House debates
Wednesday, 1 March 2017
Statements by Members
Telecommunications
1:53 pm
Andrew Broad (Mallee, National Party) Share this | Hansard source
The Australian Competition and Consumer Commission is currently doing an inquiry into domestic mobile phone roaming. I have farmers in my patch who are carrying two phones: an Optus phone and a mobile phone, and they take one phone at one end of the farm and another phone at the other end of the farm.
Can I say that the rhetoric I hear from Telstra is that the competitive advantage they have by having a large footprint affords them the profitability so that they can build mobile phone towers in the region. This is contrary to my experience as a member who represents a third of the state of Victoria; I note that Telstra has not built a mobile phone tower in the electorate of Mallee, except for the ones that were subsidised by the government under the mobile phone black spot program.
I believe that the ACCC should—and I will not pre-empt their ruling—regulate national roaming. It stands to reason that a greater utilisation of a mobile phone tower should increase the profitability of the tower, thus ensuring the viability of expanding the network.
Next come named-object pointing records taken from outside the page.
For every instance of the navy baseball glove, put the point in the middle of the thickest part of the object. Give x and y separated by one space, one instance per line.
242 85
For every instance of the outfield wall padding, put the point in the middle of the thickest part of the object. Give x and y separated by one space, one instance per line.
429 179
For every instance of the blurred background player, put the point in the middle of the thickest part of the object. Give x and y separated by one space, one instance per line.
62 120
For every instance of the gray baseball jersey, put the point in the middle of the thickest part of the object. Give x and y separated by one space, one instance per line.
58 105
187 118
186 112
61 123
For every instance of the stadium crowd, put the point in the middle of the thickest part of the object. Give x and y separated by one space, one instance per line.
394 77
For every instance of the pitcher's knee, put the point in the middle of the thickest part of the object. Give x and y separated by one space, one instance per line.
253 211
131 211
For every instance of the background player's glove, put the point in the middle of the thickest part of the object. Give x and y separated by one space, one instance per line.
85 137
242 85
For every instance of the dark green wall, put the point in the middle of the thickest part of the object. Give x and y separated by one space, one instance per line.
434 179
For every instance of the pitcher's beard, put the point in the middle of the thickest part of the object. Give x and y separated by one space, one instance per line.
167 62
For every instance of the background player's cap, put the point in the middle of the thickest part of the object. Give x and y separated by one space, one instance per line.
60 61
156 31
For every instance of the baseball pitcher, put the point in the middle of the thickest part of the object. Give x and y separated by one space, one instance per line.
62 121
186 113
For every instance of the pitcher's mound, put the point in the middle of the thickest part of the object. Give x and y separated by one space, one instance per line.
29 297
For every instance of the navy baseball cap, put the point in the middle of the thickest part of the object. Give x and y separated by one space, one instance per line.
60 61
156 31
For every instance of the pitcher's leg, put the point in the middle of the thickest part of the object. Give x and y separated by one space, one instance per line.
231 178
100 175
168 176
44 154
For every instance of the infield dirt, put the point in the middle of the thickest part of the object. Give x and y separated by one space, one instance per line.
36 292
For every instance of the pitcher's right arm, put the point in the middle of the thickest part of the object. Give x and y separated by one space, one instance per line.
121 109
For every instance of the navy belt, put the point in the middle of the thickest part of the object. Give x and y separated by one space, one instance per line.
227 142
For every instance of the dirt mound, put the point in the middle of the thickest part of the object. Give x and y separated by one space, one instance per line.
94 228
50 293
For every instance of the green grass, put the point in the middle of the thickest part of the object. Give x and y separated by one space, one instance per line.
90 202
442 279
We must address disadvantage as to telecommunications for regional Australia, and this is part of ripping off the band-aid. And it just makes sense. Across the electorate of Mallee—a third of the state of Victoria—we have 105 Optus towers and 108 mobile phone towers from Telstra, and we still have black spots. Wouldn't it make sense if we could build for the future and make them work together, rather than duplicating the system right across the country?